Question

Given a morphism $\phi : X\rightarrow Y$ of smooth projective varieties and a non-constant map $f : C\rightarrow Y$, where $C$ is amooth projective curve, how to construct a smooth projective curve $C'$ with non-constant map $g : C'\rightarrow X$ such that $\phi \circ g = f\circ h$, where $h : C'\rightarrow C$.

Answer 1

First form the fibre product $Z$ of $X$ and $C$ over $Y$, to get maps $f':Z \to X$ and $\phi':Z \to C$ such that $\phi\circ f' = f \circ \phi'.$

Now if the map $\phi'$ is not surjective (equivalently, dominant, since all varieties in sight are projective) then we can't find $C'$. (This happens when the image of $f$ is not contained in the image of $\phi$.) [EDIT: As Sandor Kovacs and Roy Smith noted, I am taking it as a condition that $h$ is also non-constant, although this is not explicitly stated in the question; otherwise one could allow more degenerate solutions. Also, I am assuming that all curves under discussion are connected.]

Suppose now that $\phi'$ is surjective. Then we can find a one-dimensional subvariety $D$ of $Z$ such that $\phi'(D) = C$. Indeed, since $\phi'$ is surjective, we may find at least one component of $Z$ such that the restriction of $\phi'$ to that component is already surjective. Replace $Z$ by this component, and so assume that $Z$ is irreducible. If $Z$ is also one-dimensional, then we can take $D = Z$. If not, a general hyperplane section of $Z$ will also surject onto $C$, and so we may replace $Z$ by this hyperplane section, thus reducing the dimension. Continuing in this way, we eventually find the desired $D$.

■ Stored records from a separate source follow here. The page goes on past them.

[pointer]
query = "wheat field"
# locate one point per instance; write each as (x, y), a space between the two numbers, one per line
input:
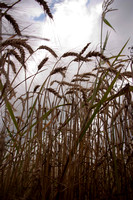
(70, 139)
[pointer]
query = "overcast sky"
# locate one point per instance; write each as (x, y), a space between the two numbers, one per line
(77, 22)
(74, 24)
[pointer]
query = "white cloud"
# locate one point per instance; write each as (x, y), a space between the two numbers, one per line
(75, 24)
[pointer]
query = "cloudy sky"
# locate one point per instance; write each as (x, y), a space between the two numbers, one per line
(77, 22)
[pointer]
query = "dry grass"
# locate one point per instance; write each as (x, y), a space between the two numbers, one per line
(66, 140)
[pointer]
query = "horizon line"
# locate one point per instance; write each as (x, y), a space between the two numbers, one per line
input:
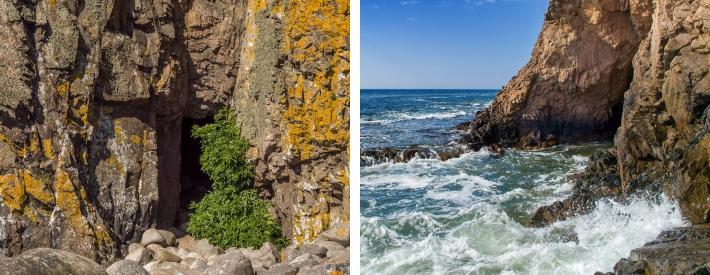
(430, 88)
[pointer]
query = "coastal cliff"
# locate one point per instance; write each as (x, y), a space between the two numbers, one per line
(98, 96)
(634, 69)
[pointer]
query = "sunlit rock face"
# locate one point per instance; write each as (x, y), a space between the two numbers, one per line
(573, 87)
(94, 95)
(633, 69)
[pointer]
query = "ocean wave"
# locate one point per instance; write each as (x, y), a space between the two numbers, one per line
(398, 117)
(493, 243)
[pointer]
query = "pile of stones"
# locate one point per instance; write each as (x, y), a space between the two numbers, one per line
(162, 252)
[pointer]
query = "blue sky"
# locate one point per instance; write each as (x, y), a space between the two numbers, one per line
(446, 43)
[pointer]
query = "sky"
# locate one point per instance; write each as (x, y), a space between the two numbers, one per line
(446, 44)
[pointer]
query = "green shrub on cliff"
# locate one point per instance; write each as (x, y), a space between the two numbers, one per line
(224, 151)
(228, 218)
(231, 214)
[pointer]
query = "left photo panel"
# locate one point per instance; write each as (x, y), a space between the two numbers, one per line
(174, 137)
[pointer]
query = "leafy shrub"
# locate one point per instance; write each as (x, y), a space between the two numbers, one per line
(224, 152)
(228, 219)
(231, 214)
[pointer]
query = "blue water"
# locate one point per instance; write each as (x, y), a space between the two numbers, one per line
(397, 118)
(467, 215)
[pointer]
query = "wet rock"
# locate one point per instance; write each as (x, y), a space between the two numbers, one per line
(125, 267)
(600, 180)
(304, 260)
(168, 236)
(280, 268)
(265, 257)
(330, 245)
(313, 249)
(134, 246)
(338, 234)
(140, 255)
(339, 254)
(46, 261)
(678, 251)
(204, 248)
(153, 236)
(164, 255)
(233, 262)
(153, 248)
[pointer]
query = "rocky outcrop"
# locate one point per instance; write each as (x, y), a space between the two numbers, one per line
(679, 251)
(591, 55)
(663, 143)
(573, 86)
(96, 92)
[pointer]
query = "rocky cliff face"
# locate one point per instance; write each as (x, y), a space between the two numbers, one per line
(662, 143)
(635, 68)
(95, 95)
(573, 86)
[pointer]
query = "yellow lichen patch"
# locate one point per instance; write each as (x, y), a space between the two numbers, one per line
(309, 222)
(84, 157)
(69, 203)
(36, 188)
(63, 88)
(114, 163)
(118, 132)
(12, 192)
(317, 113)
(47, 150)
(34, 144)
(135, 139)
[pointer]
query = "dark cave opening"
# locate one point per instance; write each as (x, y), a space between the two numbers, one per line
(194, 183)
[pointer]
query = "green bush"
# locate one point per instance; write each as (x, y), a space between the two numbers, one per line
(229, 219)
(231, 214)
(224, 152)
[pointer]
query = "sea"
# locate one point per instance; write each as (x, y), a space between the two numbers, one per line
(468, 215)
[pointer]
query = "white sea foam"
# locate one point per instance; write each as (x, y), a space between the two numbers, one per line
(459, 217)
(492, 243)
(397, 117)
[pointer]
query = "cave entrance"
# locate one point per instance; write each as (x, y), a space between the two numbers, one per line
(194, 183)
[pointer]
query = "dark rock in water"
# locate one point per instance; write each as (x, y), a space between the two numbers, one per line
(683, 250)
(374, 156)
(46, 261)
(600, 180)
(126, 267)
(418, 151)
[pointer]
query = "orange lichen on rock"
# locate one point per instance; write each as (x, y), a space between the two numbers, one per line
(318, 103)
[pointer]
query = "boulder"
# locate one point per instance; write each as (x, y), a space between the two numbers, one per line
(305, 260)
(153, 236)
(339, 234)
(205, 248)
(47, 261)
(168, 236)
(313, 249)
(126, 267)
(233, 263)
(280, 268)
(166, 256)
(140, 255)
(330, 245)
(132, 247)
(265, 257)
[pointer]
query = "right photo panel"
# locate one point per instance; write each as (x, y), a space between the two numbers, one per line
(535, 137)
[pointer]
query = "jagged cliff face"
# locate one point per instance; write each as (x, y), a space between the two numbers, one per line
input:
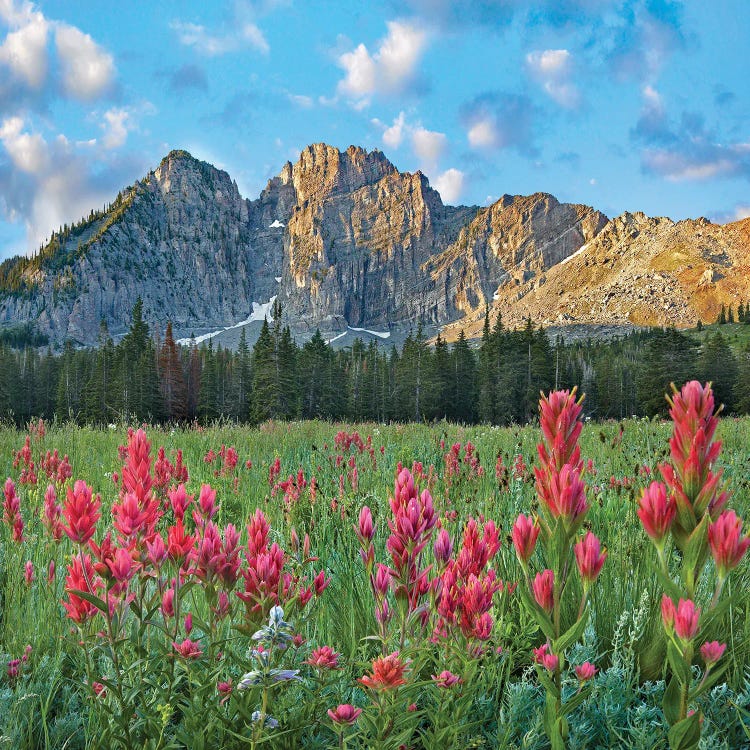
(636, 271)
(514, 239)
(344, 238)
(183, 241)
(357, 241)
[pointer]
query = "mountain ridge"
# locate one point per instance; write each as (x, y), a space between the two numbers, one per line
(346, 240)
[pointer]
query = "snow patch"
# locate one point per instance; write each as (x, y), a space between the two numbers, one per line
(260, 311)
(379, 334)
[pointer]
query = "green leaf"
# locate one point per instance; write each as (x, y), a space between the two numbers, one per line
(100, 604)
(571, 635)
(711, 680)
(550, 716)
(669, 586)
(577, 700)
(671, 701)
(686, 734)
(680, 668)
(697, 546)
(716, 613)
(557, 736)
(548, 683)
(541, 617)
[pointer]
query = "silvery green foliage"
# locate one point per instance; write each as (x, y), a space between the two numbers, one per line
(619, 713)
(274, 636)
(65, 717)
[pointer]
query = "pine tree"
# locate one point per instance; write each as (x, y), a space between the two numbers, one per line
(718, 365)
(667, 356)
(136, 380)
(193, 373)
(315, 362)
(99, 387)
(487, 372)
(741, 392)
(242, 380)
(171, 379)
(441, 364)
(463, 395)
(265, 396)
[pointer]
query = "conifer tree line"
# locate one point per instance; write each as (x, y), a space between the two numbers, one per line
(142, 378)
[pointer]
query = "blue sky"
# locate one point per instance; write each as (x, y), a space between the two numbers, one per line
(620, 104)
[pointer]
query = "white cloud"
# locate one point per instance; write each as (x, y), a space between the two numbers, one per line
(27, 151)
(483, 133)
(24, 51)
(87, 69)
(212, 45)
(553, 69)
(450, 185)
(57, 186)
(301, 100)
(393, 135)
(116, 125)
(389, 70)
(429, 145)
(499, 120)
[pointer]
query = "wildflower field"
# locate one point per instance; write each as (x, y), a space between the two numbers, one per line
(368, 586)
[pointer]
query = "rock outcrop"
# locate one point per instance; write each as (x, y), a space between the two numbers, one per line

Finally, we can form the normalization $C'$ of $D$. The composite $$C' \longrightarrow D \hookrightarrow Z \buildrel f' \over \longrightarrow X$$ is then the desired map $g$, while the composite $$C' \longrightarrow D \hookrightarrow Z \buildrel \phi' \over \longrightarrow C$$ is the desired map $h$.

Answer 2

Assuming $\phi$ surjective, Matt's answer is OK if the ground field $k$ is perfect. Otherwise, one should weaken the conditions on $C'$ from "smooth" to "normal".

For instance, assume $p=\mathrm{char}(k)>0$ and $a\in k$ is not a $p$-th power. Take $\phi:\mathbb{P}^2\to\mathbb{P}^2$ to be the Frobenius map $[x:y:z]\mapsto[u:v:w]=[x^p:y^p:z^p]$, and $C\subset\mathbb{P}^2$ to be the line $u+av=0$. Then $\phi^{-1}(C)$ is reduced and geometrically irreducible and its function field is inseparable over $k$, so there is no nonconstant map from any smooth $k$-curve to $\phi^{-1}(C)$.

On the other hand, it's enough to assume $X$ and $Y$ proper and $\phi$ surjective (no smoothness or projectivity needed): let $z$ be the generic point of $C$, then $\phi^{-1}(z)$ is a nonempty $\kappa(z)$-scheme of finite type, hence has a closed point $z'$. The residue field of $z'$ is a one-variable function field over $k$, hence is the generic point of a unique normal projective irreducible $k$-curve $C'$. By the valuative criterion of properness, the canonical map $z'\to X$ extends to $C'\to Y$, and $C'$ is smooth if $k$ is perfect.

Answer 3

I am probably confused. Matt's h seems always to be surjective. What if C = Y, f = id, and C = X, and phi = constant map to point p of C? Then we seem to need h to be constant. E.g. taking h = phi, and g = id, seems to work (and the minimum degree which occurs here is zero). Is it possible your construction (essentially) works as long as the images of f and phi meet? I.e. that it works more widely, but that it is only when the image of f is actually contained in the image of phi that h is surjective? No I guess you need the inverse image of f(C) in X, i.e. the fiber product, to contain a curve, in order for a non constant g to exist. Something like that?

Indeed it seems more complicated than that. What if we take f the inclusion of a plane curve C into P^2 = Y, and X the blow up of P^2 at a point p of C. Then the we seem to be able to find both constant and non constant models for h. I.e. C' = C, and either h = id, and g is the "proper transform" of f, or h is a constant map from C to the point p, and g is any non constant map to the exceptional P^1 in X.

So there seem to be various answers of various degrees corresponding to different positive dimensional components of the fiber product, and whether or not they surject onto f(C). Indeed if there is a single point f(p) on f(C), whose inverse image in X contains a curve D, then we seem to be able to take C' = D, and g= id, and h = the constant map to p. Thus in general the minimum degree of h seems to be zero, e.g. whenever dimX > dimY and phi surjects. Does this seem right?